LONDON — The Rolling Stones announced the addition of an 18-month old baby in a bid to lower the average age of the band’s members, according to starstruck infants who attended preschool with the newest Stone.

“Keith and I are both 80, and Ronnie, the previous ‘new kid’ is 77,” said frontman Mick Jagger while nearly being toppled by a light breeze. “There’s been some grousing about people not wanting to see a band whose members are as, let’s say, mature as us, so we brought in baby Nigel. Now our average age is about 59, and we feel younger already! Also, it doesn’t hurt that the birds are so infatuated with him. They line up and beg to meet Nige after the show. It’s been a while since any women under 60 have tried to get backstage.”

Lifelong fan Kip Dittman thinks the new member adds some much-needed vitality to the venerable band.

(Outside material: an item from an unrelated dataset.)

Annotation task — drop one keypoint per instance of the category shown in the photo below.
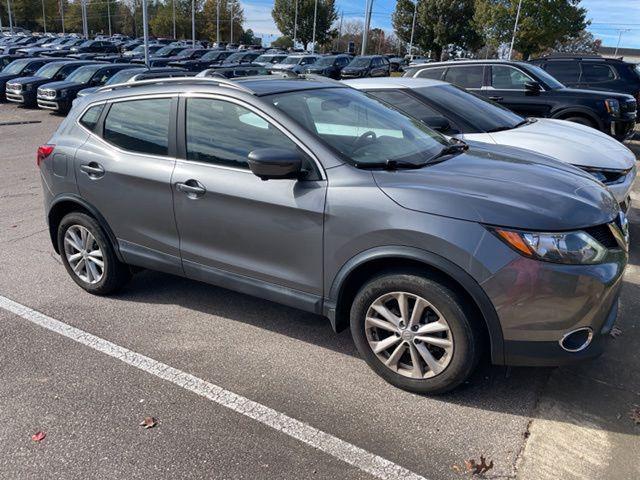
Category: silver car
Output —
(458, 113)
(312, 194)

“I’ve been listening to the Stones since I was a kid,” said Dittman as he freshened his gin and Metamucil. “I think bringing some new blood into the group is a good idea. The guys are definitely slowing down, but just like every old person, they perk right up when a baby comes ‘round. I heard Nigel’s contract requires concerts to end by 7:00 p.m., which is just fine with me. That means I’ll be able to catch the new ‘Taskmaster’ after next week’s show if traffic is light.”

Rock journalist Penelope Rogers says this is just another in a long line of stunts that elderly bands pull in an attempt to remain relevant.

“I’ve seen a lot of desperate moves by aging bands, but this takes the cake,” said Rogers. “It’s typical for bands to perform their songs tuned down a step or two to compensate for an older singer’s diminished vocal range. Or, in the case of Iron Maiden, they pump the stage so full of fog you can barely see the band, much less how withered and frail they are. Once I saw Iggy Pop and I swear he was using binder clips on his back to pull his sagging skin tight…but a baby, really?”

At press time, Darryl Jones, the Stones’ nearly anonymous bassist since 1993, had been asked if all the attention baby Nigel was getting bothered him, stating “I don’t give a fuck as long as the checks keep coming.”